TL;DR
This paper quantitatively analyzes approval-based multiwinner voting rules, evaluating their effectiveness in approximating representation and utilitarian objectives through theoretical and experimental methods.
Contribution
It introduces a framework to compare multiwinner rules based on approximation of representation and utilitarian goals, highlighting tradeoffs involved.
Findings
Multiwinner rules vary significantly in approximating representation and utilitarian objectives.
The study classifies rules based on their quantitative alignment with the two objectives.
Tradeoffs are fundamental when selecting multiwinner voting rules.
Abstract
To choose a suitable multiwinner voting rule is a hard and ambiguous task.

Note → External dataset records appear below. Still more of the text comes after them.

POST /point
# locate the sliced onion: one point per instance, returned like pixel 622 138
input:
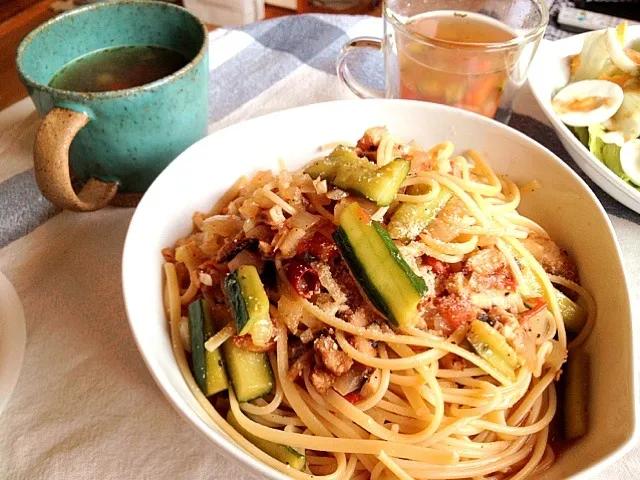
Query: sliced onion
pixel 302 219
pixel 618 55
pixel 349 382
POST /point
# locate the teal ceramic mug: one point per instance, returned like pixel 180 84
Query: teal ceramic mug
pixel 113 143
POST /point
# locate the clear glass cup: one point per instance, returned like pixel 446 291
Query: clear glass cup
pixel 472 54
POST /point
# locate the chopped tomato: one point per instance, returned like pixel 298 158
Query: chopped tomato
pixel 455 310
pixel 538 304
pixel 352 397
pixel 303 278
pixel 439 267
pixel 320 246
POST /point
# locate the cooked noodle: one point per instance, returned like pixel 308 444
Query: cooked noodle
pixel 422 417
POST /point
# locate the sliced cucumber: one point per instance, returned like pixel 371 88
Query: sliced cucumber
pixel 410 219
pixel 250 372
pixel 573 315
pixel 493 347
pixel 389 283
pixel 576 395
pixel 207 366
pixel 283 453
pixel 344 169
pixel 249 304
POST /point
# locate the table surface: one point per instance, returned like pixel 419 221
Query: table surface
pixel 85 405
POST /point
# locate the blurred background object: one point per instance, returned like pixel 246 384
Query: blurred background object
pixel 19 17
pixel 227 12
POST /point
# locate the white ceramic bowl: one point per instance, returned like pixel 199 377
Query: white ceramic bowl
pixel 548 73
pixel 564 205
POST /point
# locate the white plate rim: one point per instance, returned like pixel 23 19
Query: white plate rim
pixel 246 460
pixel 569 46
pixel 13 339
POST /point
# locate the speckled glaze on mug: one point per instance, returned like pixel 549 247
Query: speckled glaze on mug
pixel 120 140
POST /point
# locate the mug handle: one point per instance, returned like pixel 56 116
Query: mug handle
pixel 51 164
pixel 343 71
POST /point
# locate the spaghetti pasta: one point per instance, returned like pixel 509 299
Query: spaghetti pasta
pixel 465 389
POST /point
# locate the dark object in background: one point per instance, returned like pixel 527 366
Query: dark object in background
pixel 618 8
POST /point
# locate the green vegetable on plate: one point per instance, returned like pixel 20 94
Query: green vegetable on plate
pixel 375 261
pixel 345 170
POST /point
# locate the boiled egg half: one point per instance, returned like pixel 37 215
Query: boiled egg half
pixel 587 102
pixel 630 160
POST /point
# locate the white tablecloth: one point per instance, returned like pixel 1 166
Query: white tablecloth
pixel 85 406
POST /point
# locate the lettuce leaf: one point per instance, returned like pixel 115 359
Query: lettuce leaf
pixel 594 59
pixel 607 153
pixel 582 133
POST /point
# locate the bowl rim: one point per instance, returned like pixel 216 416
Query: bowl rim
pixel 243 458
pixel 534 80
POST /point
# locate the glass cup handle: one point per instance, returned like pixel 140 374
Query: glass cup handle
pixel 345 75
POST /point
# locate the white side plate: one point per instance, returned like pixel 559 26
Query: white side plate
pixel 13 337
pixel 548 73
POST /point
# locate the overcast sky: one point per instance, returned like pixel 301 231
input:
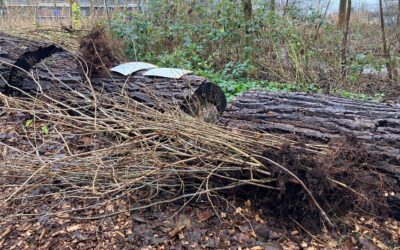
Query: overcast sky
pixel 373 4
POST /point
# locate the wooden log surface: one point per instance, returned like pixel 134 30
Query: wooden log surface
pixel 313 118
pixel 52 70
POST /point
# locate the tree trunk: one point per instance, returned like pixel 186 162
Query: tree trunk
pixel 384 44
pixel 55 73
pixel 342 13
pixel 322 119
pixel 398 14
pixel 345 42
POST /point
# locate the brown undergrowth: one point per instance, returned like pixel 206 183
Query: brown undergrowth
pixel 99 51
pixel 343 181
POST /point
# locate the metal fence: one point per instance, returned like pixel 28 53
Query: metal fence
pixel 47 10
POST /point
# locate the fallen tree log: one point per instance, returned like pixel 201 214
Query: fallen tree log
pixel 23 54
pixel 373 129
pixel 55 71
pixel 322 119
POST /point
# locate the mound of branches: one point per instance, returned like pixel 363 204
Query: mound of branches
pixel 126 149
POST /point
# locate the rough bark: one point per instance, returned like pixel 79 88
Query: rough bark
pixel 322 119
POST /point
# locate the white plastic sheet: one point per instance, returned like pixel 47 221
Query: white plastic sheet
pixel 132 67
pixel 173 73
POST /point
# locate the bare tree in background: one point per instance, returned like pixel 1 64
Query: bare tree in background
pixel 398 14
pixel 384 44
pixel 345 40
pixel 342 13
pixel 248 15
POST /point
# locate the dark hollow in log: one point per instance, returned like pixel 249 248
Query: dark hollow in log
pixel 53 71
pixel 22 54
pixel 321 119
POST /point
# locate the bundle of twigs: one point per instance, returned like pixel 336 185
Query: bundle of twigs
pixel 111 147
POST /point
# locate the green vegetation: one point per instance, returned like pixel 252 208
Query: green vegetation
pixel 295 51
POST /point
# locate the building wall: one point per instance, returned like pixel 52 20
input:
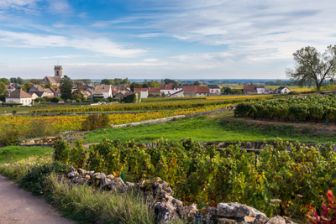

Depending on the context, it varies widely what constitutes the choice of an ``optimal'' subset of alternatives. In this paper, we provide a quantitative analysis of multiwinner voting rules using methods from the theory of approximation algorithms---we estimate how well multiwinner rules approximate two extreme objectives: a representation criterion defined via the Approval Chamberlin--Courant rule and a utilitarian criterion defined via Multiwinner Approval Voting. With both theoretical and experimental methods, we classify multiwinner rules in terms of their quantitative alignment with these two opposing objectives. Our results provide fundamental information about the nature of multiwinner rules and, in particular, about the necessary tradeoffs when choosing such a rule.